Vooral in de vroegere DDR is de stemming over de Duitse eenheid negatief. Volgens Forsa is van de burgers in het oosten van Duitsland zelfs 73 procent sceptisch over de eenwording. Zij wijzen dan onder andere naar de lagere lonen die worden uitbetaald en naar de lagere levensverwachting in Oost-Duitsland. En dat na 33 jaar Duitse eenheid. Als die verschillen er niet meer zijn, is er wat de Oost-Duitsers betreft pas echt sprake van eenheid.
Duitsland is dan één, maar daarmee is lang niet alles gezegd. Met de Duitse vereniging werd de ondergang van de DDR bezegeld. Dat was een staat die de rechten van zijn burgers met voeten trad. Hoe perfide en wreed de autoriteiten te werk gingen, kan men vandaag nog horen in vroegere Stasi-gevangenissen, waar vaak nog rondleidingen worden gegeven. Hier werden mensen gefolterd en gebroken.

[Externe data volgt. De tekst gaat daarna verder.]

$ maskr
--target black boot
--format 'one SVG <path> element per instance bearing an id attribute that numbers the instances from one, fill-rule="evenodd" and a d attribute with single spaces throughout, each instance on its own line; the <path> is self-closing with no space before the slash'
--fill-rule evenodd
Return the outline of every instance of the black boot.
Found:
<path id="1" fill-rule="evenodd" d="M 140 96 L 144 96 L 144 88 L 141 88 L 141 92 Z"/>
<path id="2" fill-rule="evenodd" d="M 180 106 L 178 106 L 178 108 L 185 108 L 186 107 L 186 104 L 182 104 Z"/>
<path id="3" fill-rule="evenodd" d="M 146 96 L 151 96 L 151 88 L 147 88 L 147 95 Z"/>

Een groot aantal burgers in het oosten heeft weemoed naar deze autoritaire tijden. „Formeel werd de hereniging drie decennia geleden afgesloten, maar in veel hoofden leeft de autoritaire staat voort”, stelde de Duitse schrijver-journalist Johannes Bockenheimer deze week in de Frankfurter Allgemeine heel treffend.
Zorgwekkend is bovendien het antisemitisme in heel Duitsland. De Duitsers hebben na de Tweede Wereldoorlog nadrukkelijk spijt betuigd voor de moord op zes miljoen Joden. Toch is vijfenzeventig jaar na de oorlog de Jodenhaat niet verdwenen. Het antisemitisme mag dan geen staatsdoctrine zijn, iedere synagoge in Duitsland moet wel door de politie worden bewaakt.